Громко смеясь, пошел Генрих прочь. Отзвук его хохота, правда, как будто осмеивал его самого, но тут король вовремя припомнил, что прославленный стратег, как выяснилось, голландцев все-таки не одолел. В Голландии он потерпел значительную неудачу. А к тому же он и сам не придает значения своему походу во Францию: он явился сюда, только исполняя приказ своего повелителя, дона Филиппа. Неужели можно быть полководцем по приказу и победителем для других? Ведь он и сам владетельный князь, но забывает о своем герцогстве на службе у короля Испании — которому ни к чему не служат собственные ноги, потому что он всегда сидит. Сидит один, шлет фантастические приказы о завоевании чужих королевств другому, тоже больному человеку, который находится на чужбине. Что может из этого получиться?
Наутро после этой ночи, полной вопросов, Парма дал первый ответ, приведя свое войско в боевую готовность. Это было, собственно, только войско Лиги, он велел лишь заменить головные уборы и значки. Сентябрьский день, бой становился жарким. Французы на стороне короля думали, что встретились наконец с легендарными испанцами, перед ними дрожит весь мир, только не мы! Лишь в рукопашном бою обнаружилось, что все на той и на этой стороне говорили по-французски. Однако в пылу сражения воображаемых испанцев рубили не менее рьяно оттого, что порой лица были знакомые. Фарнезе между тем незаметно вывел из боя свой центр. Даже толстяку Майенну, который дрался впереди, он не счел нужным довериться. Позади холма, под прикрытием никем не замеченной возвышенности, которую он с самого начала считал важнее болота и окопов, перевел он свои войска по понтонному мосту через Марну — тихо и тайно, в железном порядке. Кстати, доблестный дух битвы не позволял воинам что-либо замечать. Из тех двоих все-таки Генрих, а не Майенн, спохватился первым. Ланьи уже почти был взят с другого берега, и так как Майенн, наконец-то прозрев, начал отсюда обстреливать городок из пушек, королевское войско отступило и проиграло битву.
Таким образом, съестные припасы были подвезены в Париж водным путем, а королю оставалось только пытать счастье в набегах и безуспешных наскоках на укрепления своей столицы. Фарнезе так высказался на его счет:
— Я думал встретить короля, а это просто гусар. — Еще больше осрамил он Майенна, из славного дома Гизов, ни о чем его не осведомив и предоставив ему отважно сражаться только для отвода глаз, меж тем как сам он мастерским маневром покончил с битвой. При всей своей злобе, Майенн должен был еще радоваться, что Фарнезе оставил ему три полка. Совершив свой маневр, знаменитость тронулась в обратный путь во Фландрию. Король вскоре снова окружил Париж: стратегу это было безразлично.

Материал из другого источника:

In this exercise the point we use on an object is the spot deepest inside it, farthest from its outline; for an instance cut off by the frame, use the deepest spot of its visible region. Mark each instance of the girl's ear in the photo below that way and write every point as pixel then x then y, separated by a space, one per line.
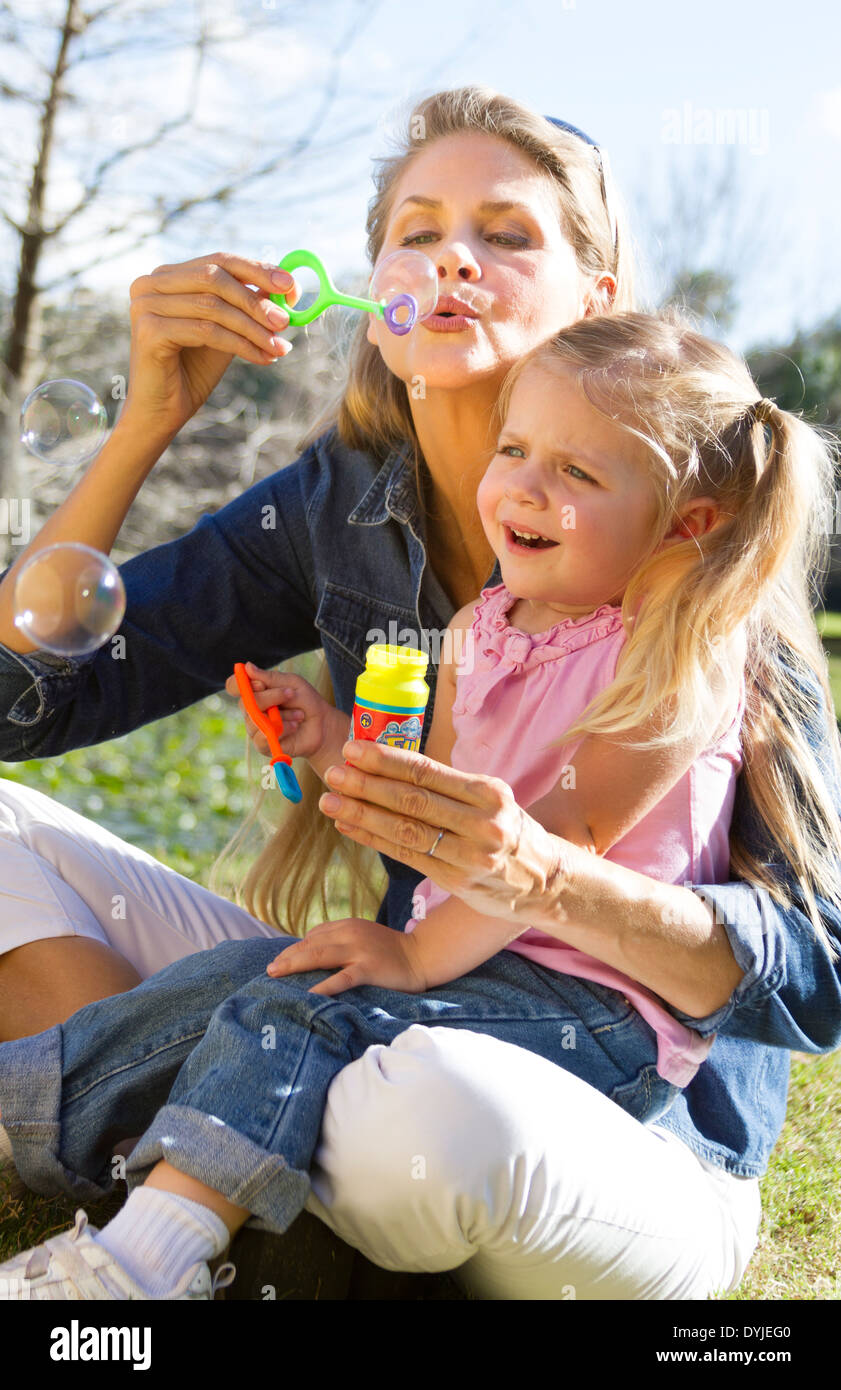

О короле он, наверное, думал: «Переоцененная посредственность. Достаточно поставить ее на место. Теперь это противник, достойный лишь какого-нибудь Майенна. Vale et me ama»[*]
Мы жить хотим
После случившегося Генрих полных двое суток чувствовал себя в самом деле побитым. Сейчас, после долгих терпеливых усилий, нескольких блестящих побед и при возрастающем внимании внешнего мира, это было куда серьезнее, нежели в раннюю пору жизни. Взятие столицы надолго отсрочено, а ведь именно ради этого войска сняты из провинций. Денег и так нет, вот уже два дня как не пекут хлеба, и даже рубашки короля изношены до дыр. А окружают его такие люди, что даже говорить не хочется! Totus mundus exercet histrionem, все мы комедианты, и едва человеку не повезет, у него сразу появляются подходящие друзья, сплошной сброд, откуда только их приносит? Вот изгнанный немецкий архиепископ, — из гордыни стал он протестантом, кого это напоминает? Мы тоже помышляем предать свою веру. Плут д’О ненадежен, но богат, пускай угощает нас и оплачивает наших сводников.
После того как в вечер битвы при Иври государственный казначей произнес некие слова — дурные слова, недостойные и незабываемые, — Генрих не забыл их, а человека, который их произнес, избегал. Не то чтобы он старался не встречаться с ним; это получается само собой, когда мы изнутри обороняемся не только от другого человека, но главным образом от себя самого. Что такое слова? Худо только, когда они знакомы, как будто сам уже знал их и утаил.
Теперь государственный казначей снова входит в милость. Кто тратит деньги, тот нам друг, хотя бы у него, как у некоего гасконского капитана, нашего земляка, не было носа вследствие любовной напасти. Король водит знакомство с искателями приключений, от которых многие бы шарахались.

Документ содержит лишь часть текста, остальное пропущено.